Unterdessen gerät Israels Regierung noch von anderer Seite unter Druck. Die Groß-Israel-Protagonisten in der Knesset drohen nach wie vor damit, die Regierung zu Fall zu bringen, sollte sie auch nur einen Quadratzentimeter Land preisgeben. Und die Siedlerorganisationen haben eine Öffentlichkeitskampagne mit großen Anzeigen gestartet, um zu erklären, warum ihre Sicherheit gefährdet ist, sollte die Regierung 13 Prozent des Westjordanlandes preisgeben.

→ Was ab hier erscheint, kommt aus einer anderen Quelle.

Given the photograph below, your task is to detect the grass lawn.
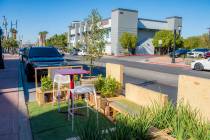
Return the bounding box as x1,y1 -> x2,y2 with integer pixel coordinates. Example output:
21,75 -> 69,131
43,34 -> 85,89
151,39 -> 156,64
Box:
28,102 -> 113,140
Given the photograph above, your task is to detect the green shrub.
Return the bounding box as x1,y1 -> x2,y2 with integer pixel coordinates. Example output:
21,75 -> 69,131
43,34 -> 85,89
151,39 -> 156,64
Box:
94,75 -> 105,93
41,76 -> 53,91
151,102 -> 209,140
95,75 -> 121,98
101,77 -> 121,98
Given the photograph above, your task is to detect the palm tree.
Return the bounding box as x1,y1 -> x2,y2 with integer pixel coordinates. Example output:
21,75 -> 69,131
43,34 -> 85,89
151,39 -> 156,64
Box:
39,31 -> 48,46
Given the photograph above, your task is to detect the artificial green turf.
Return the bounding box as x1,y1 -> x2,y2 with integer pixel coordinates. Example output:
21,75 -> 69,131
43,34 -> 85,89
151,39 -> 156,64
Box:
28,102 -> 112,140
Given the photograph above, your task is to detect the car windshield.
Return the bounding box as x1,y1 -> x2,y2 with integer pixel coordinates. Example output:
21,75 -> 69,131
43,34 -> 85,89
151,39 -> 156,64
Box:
29,47 -> 61,58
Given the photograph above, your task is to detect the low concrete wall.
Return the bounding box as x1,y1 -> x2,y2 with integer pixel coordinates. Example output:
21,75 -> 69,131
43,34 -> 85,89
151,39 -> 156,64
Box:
177,75 -> 210,121
125,83 -> 168,107
106,63 -> 124,84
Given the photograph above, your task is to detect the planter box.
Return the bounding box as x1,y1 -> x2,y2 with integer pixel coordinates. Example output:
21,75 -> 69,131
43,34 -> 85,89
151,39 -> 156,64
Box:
80,77 -> 97,85
89,94 -> 119,115
36,88 -> 68,105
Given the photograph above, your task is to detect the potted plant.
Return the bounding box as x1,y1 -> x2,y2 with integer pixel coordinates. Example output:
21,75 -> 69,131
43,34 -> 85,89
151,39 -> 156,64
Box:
95,75 -> 122,111
41,76 -> 53,92
38,76 -> 53,104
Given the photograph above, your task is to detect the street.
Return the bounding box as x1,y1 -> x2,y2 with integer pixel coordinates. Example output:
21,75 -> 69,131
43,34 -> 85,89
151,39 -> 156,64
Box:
65,55 -> 210,102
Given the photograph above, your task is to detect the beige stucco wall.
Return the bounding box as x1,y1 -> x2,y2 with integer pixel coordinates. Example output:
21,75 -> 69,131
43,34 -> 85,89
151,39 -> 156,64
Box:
106,63 -> 124,84
177,75 -> 210,121
125,83 -> 168,107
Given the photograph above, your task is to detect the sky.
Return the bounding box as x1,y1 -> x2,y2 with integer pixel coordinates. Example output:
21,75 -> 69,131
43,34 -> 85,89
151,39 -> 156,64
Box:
0,0 -> 210,42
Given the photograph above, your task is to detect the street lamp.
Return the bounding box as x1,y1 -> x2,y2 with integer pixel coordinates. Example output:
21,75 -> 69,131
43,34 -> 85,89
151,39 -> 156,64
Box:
171,26 -> 182,63
0,27 -> 4,69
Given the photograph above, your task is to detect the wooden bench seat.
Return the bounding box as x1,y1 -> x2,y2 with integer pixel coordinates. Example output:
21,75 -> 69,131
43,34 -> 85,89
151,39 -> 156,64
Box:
109,98 -> 141,114
106,83 -> 168,120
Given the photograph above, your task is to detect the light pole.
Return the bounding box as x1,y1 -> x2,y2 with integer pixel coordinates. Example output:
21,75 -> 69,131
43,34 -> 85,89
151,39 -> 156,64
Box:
171,26 -> 182,63
0,27 -> 4,69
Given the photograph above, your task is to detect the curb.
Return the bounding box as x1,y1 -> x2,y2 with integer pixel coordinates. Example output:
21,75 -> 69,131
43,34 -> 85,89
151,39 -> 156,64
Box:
18,62 -> 32,140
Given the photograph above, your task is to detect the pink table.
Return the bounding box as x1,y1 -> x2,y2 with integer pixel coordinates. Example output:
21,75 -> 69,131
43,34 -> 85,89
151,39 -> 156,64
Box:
55,69 -> 90,110
55,69 -> 90,89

Andererseits haben führende Repräsentanten der Arbeitspartei wie Schimon Peres oder Ra'anan Cohen erklärt, Netanjahu unterstützen zu wollen, wenn er einen 13prozentigen Rückzug in der Knesset zur Abstimmung stellt. Doch ist die Arbeitspartei wie immer in solchen existentiellen Fragen gespalten. Die Partei des „Dritten Weges“ und auch Yisrael Ba' Aliya, die russische Einwanderungspartei, fordern inzwischen nachdrücklich eine Regierung der „nationalen Einheit“, um den Rückzug abzusichern und einen Konflikt mit den USA zu vermeiden. Doch ihre Drohung, die Regierungskoalition bei einer gegenteiligen Entscheidung zu verlassen, mag in Israel niemand mehr ernst nehmen. Zu oft hat sich diese Ankündigung inzwischen als leere Drohung erwiesen. Selbst wenn er in seinem Kabinett keine Mehrheit für einen 13prozentigen Rückzug findet, weiß Netanjahu, daß die Mehrheit der Knesset ihm Rückendeckung geben wird. Von daher dürfte er in der kommenden Woche den US- Vorschlag mitsamt den israelischen Modifikationen im Kabinett einbringen und entweder dort oder aber in der Knesset auch tatsächlich durchsetzen. Bislang hat Netanjahu so getan, als könnte er dem US-amerikanischen Druck standhalten. Doch inzwischen spricht vieles dafür, daß er im Interesse Israels zum Nachgeben bereit ist. Aber gesichert ist dies nicht. Und es macht zumindest derzeit Netanjahus Stärke aus, daß niemand ihm in die Karten schauen kann. Böse Überraschungen sind deshalb keineswegs ausgeschlossen. Internationale Medienereignisse haben Israel in der Vergangenheit noch immer die Gelegenheit geboten, die wildesten Operationen durchzuführen. Und am Mittwoch beginnt bekanntlich die Fußballweltmeisterschaft in Frankreich. Viele Wetten sind möglich.